Başkan Donald Trump’ın sosyal medya mesajı, ABD’nin pozisyonunu net biçimde ortaya koydu: İran uzlaşmayı reddederse, daha fazla saldırıyla karşı karşıya kalacak.
“Varoluşsal Tehdit”
İsrail açısından hedefler yalnızca nükleer programı sınırlandırmaktan ibaret değil. Asıl amaç, İran İslam Cumhuriyeti’ni istikrarsızlaştırmak. İsrailli liderler, İsrail’in İran’ın nükleer ilerleyişini en fazla geciktirebileceğini biliyor – tamamen durduramayacağını da.
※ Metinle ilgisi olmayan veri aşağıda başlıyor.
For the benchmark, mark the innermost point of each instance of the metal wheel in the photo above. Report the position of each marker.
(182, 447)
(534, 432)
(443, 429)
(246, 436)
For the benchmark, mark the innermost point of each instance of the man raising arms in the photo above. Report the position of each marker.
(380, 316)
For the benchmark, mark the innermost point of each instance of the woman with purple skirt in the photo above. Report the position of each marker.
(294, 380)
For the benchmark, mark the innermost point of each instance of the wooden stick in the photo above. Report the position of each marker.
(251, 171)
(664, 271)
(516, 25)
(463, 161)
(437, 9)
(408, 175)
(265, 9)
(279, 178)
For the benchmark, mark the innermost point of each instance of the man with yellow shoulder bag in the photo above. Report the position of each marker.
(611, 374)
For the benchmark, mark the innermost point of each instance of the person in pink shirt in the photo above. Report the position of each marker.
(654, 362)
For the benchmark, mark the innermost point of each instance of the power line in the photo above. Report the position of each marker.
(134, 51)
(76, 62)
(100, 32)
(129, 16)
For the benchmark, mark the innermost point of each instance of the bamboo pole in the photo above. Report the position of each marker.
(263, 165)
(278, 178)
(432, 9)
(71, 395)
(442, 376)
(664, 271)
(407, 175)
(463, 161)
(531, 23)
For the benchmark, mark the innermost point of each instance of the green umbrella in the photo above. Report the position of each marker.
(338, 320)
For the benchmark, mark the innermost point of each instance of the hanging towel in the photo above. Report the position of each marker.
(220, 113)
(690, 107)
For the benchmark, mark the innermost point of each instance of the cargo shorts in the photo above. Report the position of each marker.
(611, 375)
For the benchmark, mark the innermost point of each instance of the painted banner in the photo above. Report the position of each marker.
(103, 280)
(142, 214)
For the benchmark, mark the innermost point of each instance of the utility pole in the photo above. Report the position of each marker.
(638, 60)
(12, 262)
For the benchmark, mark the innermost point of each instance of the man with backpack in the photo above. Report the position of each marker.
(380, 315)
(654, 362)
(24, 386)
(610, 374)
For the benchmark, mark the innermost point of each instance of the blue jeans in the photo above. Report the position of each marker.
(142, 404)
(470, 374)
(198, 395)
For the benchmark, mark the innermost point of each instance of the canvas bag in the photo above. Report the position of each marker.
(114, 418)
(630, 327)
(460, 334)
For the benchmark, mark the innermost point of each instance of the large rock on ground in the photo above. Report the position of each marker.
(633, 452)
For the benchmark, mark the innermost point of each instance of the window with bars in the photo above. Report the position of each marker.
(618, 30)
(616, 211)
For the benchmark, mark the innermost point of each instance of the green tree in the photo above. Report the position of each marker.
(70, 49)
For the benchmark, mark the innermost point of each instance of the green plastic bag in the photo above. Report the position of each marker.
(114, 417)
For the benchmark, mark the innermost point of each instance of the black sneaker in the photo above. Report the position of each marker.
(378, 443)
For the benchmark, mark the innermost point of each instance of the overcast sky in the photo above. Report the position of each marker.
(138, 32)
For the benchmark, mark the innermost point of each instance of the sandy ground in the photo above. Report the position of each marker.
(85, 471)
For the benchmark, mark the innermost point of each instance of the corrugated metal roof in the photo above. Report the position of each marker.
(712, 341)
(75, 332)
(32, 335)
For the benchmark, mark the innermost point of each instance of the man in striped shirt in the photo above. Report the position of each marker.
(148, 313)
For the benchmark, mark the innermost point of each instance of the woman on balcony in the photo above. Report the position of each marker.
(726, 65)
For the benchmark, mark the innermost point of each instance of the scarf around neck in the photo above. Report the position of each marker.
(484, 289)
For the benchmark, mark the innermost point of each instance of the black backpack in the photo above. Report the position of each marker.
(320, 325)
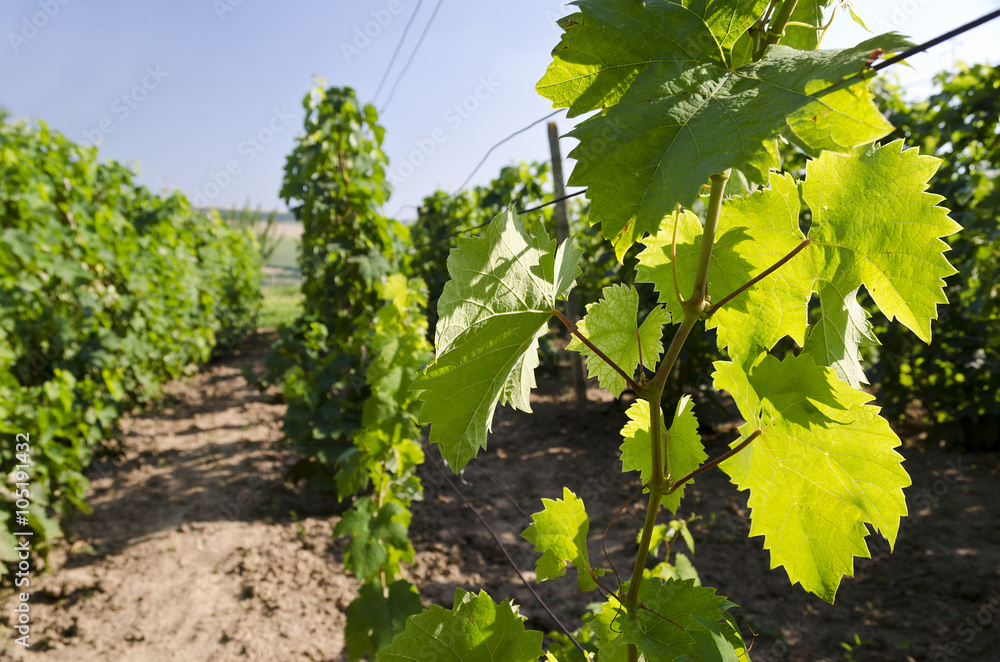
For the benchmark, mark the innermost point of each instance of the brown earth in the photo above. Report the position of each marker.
(197, 550)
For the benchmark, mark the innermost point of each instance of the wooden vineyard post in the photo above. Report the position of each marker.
(562, 233)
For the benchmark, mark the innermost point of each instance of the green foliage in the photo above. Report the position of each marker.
(822, 467)
(379, 614)
(280, 305)
(474, 629)
(560, 533)
(676, 112)
(503, 291)
(347, 362)
(106, 291)
(681, 619)
(957, 377)
(685, 452)
(694, 95)
(610, 324)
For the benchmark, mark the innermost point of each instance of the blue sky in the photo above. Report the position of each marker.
(186, 88)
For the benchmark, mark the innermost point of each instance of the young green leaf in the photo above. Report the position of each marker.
(559, 532)
(821, 469)
(504, 285)
(612, 325)
(875, 225)
(376, 531)
(681, 609)
(375, 617)
(809, 12)
(474, 630)
(768, 227)
(753, 233)
(675, 113)
(685, 452)
(656, 261)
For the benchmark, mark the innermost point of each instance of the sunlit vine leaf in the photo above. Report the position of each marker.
(375, 617)
(674, 112)
(612, 326)
(559, 532)
(474, 630)
(823, 467)
(753, 233)
(875, 225)
(504, 285)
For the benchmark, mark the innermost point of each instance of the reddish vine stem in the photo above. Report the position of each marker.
(673, 256)
(714, 463)
(632, 384)
(607, 557)
(764, 274)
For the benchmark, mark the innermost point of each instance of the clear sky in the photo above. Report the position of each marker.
(186, 87)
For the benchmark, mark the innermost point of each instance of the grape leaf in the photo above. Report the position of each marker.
(681, 608)
(822, 467)
(374, 618)
(838, 334)
(726, 19)
(376, 531)
(611, 324)
(875, 225)
(753, 233)
(809, 12)
(559, 533)
(674, 112)
(474, 630)
(655, 261)
(765, 227)
(503, 287)
(685, 452)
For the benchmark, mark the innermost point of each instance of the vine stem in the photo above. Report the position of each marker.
(694, 308)
(632, 384)
(764, 274)
(714, 463)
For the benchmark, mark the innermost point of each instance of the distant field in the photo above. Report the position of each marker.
(281, 304)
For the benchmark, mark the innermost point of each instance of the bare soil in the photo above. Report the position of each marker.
(197, 549)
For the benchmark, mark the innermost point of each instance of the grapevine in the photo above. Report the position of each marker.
(688, 97)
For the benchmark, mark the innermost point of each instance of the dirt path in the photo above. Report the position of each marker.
(192, 552)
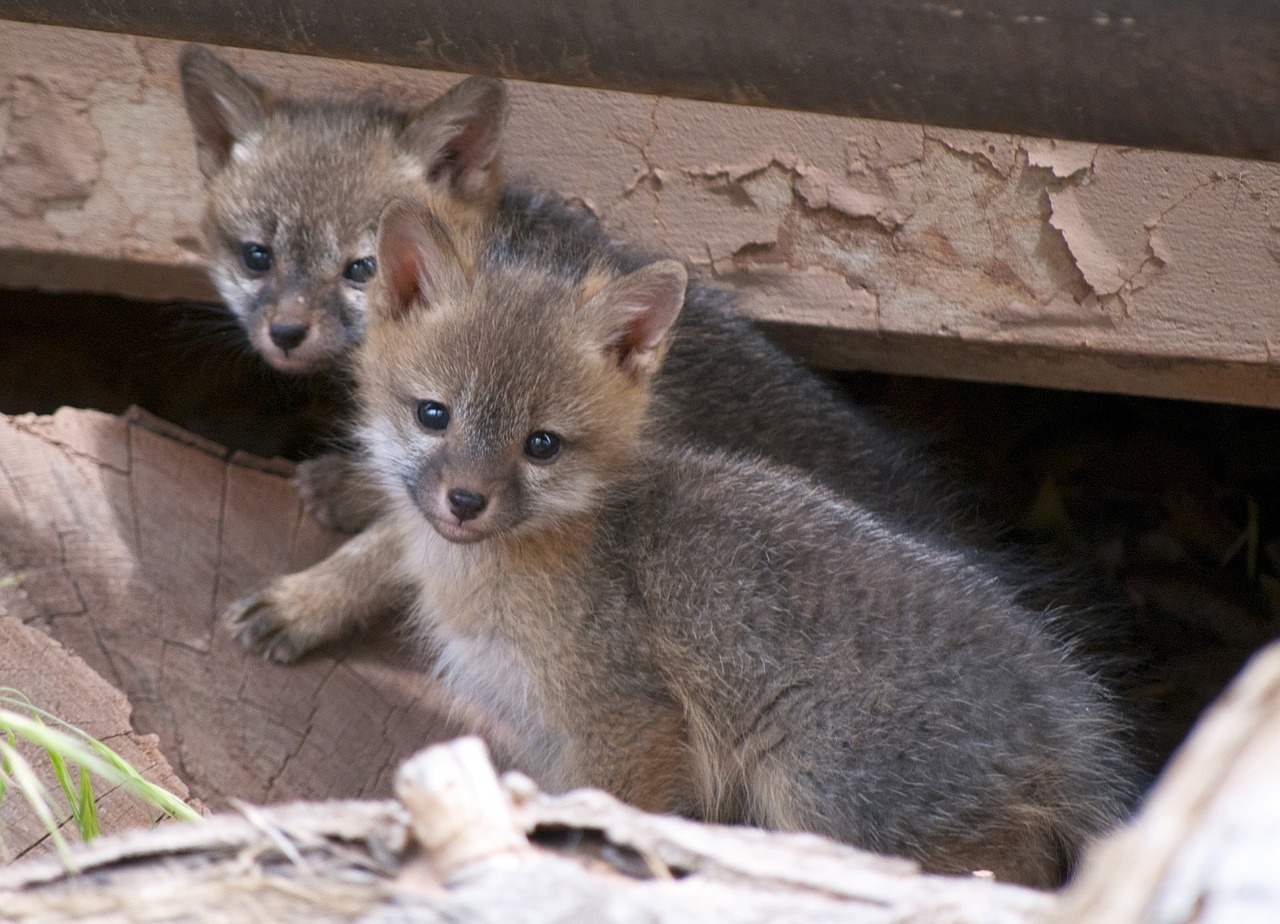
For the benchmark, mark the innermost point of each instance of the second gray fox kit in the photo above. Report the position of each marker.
(695, 631)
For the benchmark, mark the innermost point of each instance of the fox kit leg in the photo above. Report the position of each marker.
(337, 493)
(343, 593)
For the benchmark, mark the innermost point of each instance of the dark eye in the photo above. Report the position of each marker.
(433, 415)
(256, 257)
(543, 446)
(360, 271)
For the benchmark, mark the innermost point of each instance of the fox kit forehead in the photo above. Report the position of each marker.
(493, 328)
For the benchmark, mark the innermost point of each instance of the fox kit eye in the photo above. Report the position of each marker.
(433, 415)
(360, 271)
(256, 257)
(543, 446)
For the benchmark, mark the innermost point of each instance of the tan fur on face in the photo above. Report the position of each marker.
(307, 181)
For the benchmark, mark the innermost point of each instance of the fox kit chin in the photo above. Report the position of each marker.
(695, 631)
(293, 191)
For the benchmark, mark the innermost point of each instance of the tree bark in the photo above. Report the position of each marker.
(124, 539)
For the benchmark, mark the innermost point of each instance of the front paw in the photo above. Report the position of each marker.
(263, 623)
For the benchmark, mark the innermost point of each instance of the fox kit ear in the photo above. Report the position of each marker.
(224, 108)
(416, 260)
(638, 310)
(458, 136)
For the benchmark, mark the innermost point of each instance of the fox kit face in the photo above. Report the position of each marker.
(295, 192)
(504, 401)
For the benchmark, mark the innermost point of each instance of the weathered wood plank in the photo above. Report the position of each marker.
(882, 246)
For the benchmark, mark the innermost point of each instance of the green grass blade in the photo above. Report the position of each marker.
(86, 817)
(37, 796)
(81, 749)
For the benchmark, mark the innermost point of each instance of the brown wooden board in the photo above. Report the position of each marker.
(128, 538)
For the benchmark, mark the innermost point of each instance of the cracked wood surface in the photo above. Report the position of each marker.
(865, 245)
(128, 538)
(60, 682)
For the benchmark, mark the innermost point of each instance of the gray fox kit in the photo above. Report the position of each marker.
(699, 631)
(293, 192)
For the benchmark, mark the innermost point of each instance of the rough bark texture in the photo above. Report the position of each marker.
(58, 681)
(593, 859)
(1202, 850)
(896, 247)
(124, 539)
(1206, 849)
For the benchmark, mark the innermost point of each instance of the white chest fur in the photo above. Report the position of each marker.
(466, 609)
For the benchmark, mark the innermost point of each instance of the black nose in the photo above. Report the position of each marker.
(287, 335)
(465, 504)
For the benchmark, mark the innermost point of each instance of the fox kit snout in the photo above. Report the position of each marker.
(480, 460)
(696, 631)
(295, 190)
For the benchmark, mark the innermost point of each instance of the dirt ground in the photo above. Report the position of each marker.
(1174, 503)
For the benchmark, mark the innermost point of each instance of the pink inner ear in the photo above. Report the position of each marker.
(415, 257)
(645, 310)
(400, 260)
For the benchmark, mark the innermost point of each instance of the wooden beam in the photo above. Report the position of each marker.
(867, 245)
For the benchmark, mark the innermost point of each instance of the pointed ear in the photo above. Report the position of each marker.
(638, 310)
(457, 137)
(416, 260)
(223, 106)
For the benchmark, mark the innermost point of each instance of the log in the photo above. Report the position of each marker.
(589, 858)
(1202, 850)
(124, 539)
(59, 682)
(863, 245)
(1206, 849)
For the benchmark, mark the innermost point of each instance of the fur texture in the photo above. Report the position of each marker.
(700, 631)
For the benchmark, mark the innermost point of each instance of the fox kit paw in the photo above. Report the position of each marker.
(263, 623)
(333, 492)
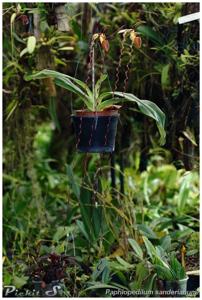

Bu çerçeveleme, eski Başbakan Yitzhak Rabin’in 1990’larda İran’ı “varoluşsal tehdit” olarak tanımlamasını hatırlatıyor. Rabin, İran’ın yalnızca askerî bir tehdit değil, aynı zamanda İsrail’in bölgesel hegemonyasına uzun vadeli bir meydan okuma teşkil ettiğini anlamıştı – özellikle de İran’ın nükleer silaha sahip olma ihtimali ve İsrail’in İran iç siyasetindeki müdahaleleri (örneğin Şah rejimine verilen destek) düşünüldüğünde.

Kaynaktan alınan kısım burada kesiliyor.